Then Jacob said to Laban, “Give me my wife that I may go in to her, for my time is completed.” So Laban gathered together all the people of the place and made a feast. But in the evening he took his daughter Leah and brought her to Jacob, and he went in to her. And in the morning, behold, it was Leah! And Jacob said to Laban, “What is this you have done to me? Did I not serve with you for Rachel? Why then have you deceived me?” Genesis 29:21-23, 25 ESV
By far, this is one of the most curious passages in Genesis. Jacob has worked for seven years to earn the privilege of marrying Rachel. Rachel the smoking hot shepherdess, the girl with the sheep tattoo. Seven years this man has watched her, talked with her, lived in same compound with her; all that time dreaming of the day that she would become his wife and they would get a tent at the edge of town and live and love and make babies and the world would be wonderful.
But, in one of the greatest cons in history, Laban pulled the switcheroo on the love-struck Jacob and slipped Rachel’s less attractive, less toned, less everything sister Leah in on Jacob. This is an incredible move by Laban. Truly a move rivaled only by Jacob’s recent cloak and dagger routine to acquire the family blessing from his blind father. Some would say turn-about was fair play.
There are many things that could be said about this passage, but one thing stands out to me this morning. I understand that there was a veil that the bride was wearing, and I understand that there was no electricity at the time, and I’m more than willing to say that it was one of the darkest, moonless, and starless nights in the history of the ancient world, but what I am not alright with is the fact that Jacob was so ready to get down to business on his wedding night that he completely missed the fact that he was sharing the most intimate moment of his life (up to that time) with someone that he hadn’t taken a solitary second to scrutinize or engage on any level except carnal.
What’s being implied here is either Leah and Rachel were voice twins, Jacob didn’t speak to his new bride prior to consummating the marriage, or that he did speak to Leah but was so focused on “other things” that he didn’t care to question why Rachel sounded so much different. There are other issues that could be brought up, but just the brief analyzation is sufficient to conclude that Jacob was a huge idiot, not only on this night, but on this night in particular.
I think its interesting that the pleasure of a moment can be so deceptive in that moment. Pleasure is a salesman that needs no pitch, an angler that needs no hook, a piper that needs no tune. We throw ourselves at pleasure, we don’t have to be convinced to engage it, we only have to be informed of where we can find it. And I’m not suggesting that pleasure is bad; I believe pleasure was created by God and intended to be as rich, full, and enjoyable as possible. Our nerve endings and 5 senses all point to a Creator that wanted us to feel and wanted us to experience life on a very practical level. Flowers carry a fragrance and, not coincidentally, our sense of smell was designed to engage that scent. We could play this out for every sense we have, there is a practical and pleasure-based reason for our senses functioning the way they do. It was sin’s awful intrusion into our perfect world that gave way for things to be experienced by our senses that are not pleasurable. There is a brutal irony in the incredible pleasure of a lover’s touch and the indescribable agony an interrogator’s fist can bring, both based on the same ability to feel and the design of our senses.
Jacob, that fateful night, made the mistake that we are all prone to make throughout our lives: he allowed his pursuit of pleasure to override every other built in tool for discernment in his being. We are, in our fallen condition, predisposed to this same error. When we allow our senses to define our destiny we foolishly place our future in the trust of systems that weren’t designed for such important things. Life can never be successfully defined by the question, “what makes me feel the best right now?”. Questions like that were never designed to carry the weight of destiny.

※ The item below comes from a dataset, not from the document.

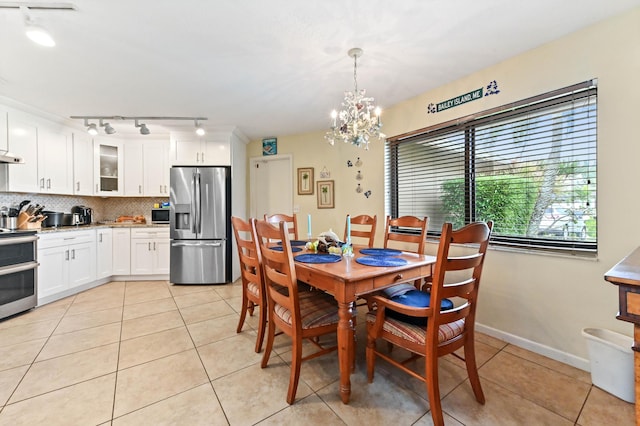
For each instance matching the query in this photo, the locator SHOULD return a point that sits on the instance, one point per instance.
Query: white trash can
(611, 362)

Jacob’s intimacy with Leah turned out for the benefit of the family. She bore sons who became some of the patriarchs of the infamous twelve tribes of Israel. But the fact that God works in spite of our foolishness doesn’t absolve the foolishness itself. Jacob was still an idiot. He stepped into that night not like a concerned husband, a loving partner, a man who was smitten with one wonderful woman…Jacob lived that night as he lived much of his early life, like a blind dog in a meat house, happy with whatever pleasure he bumped into next with no thought for the bigger picture.
We will have our chances today to either be led by our feelings and senses, or by the Spirit’s compass in our soul. The Spirit will not always lead us to the momentary pleasures that we may have in front of us; but, in leading us away from ANY pleasure, God is keeping us in line with the ULTIMATE pleasure of being with the One we were designed to love most.
In some ways, though the stories don’t work out identically, Jesus is, for the Christian, our Rachel. He is the one that we long to be with. He is the one that, when we see Him, we are captivated with. But we, far too often, find ourselves in moments of indiscretion, in the dark, with Leah. And it is only in the clear, quiet moments of the dawn that we realize what we’ve done. Jacob woke up with the wrong girl, we can just as easily find ourselves waking up with the wrong god.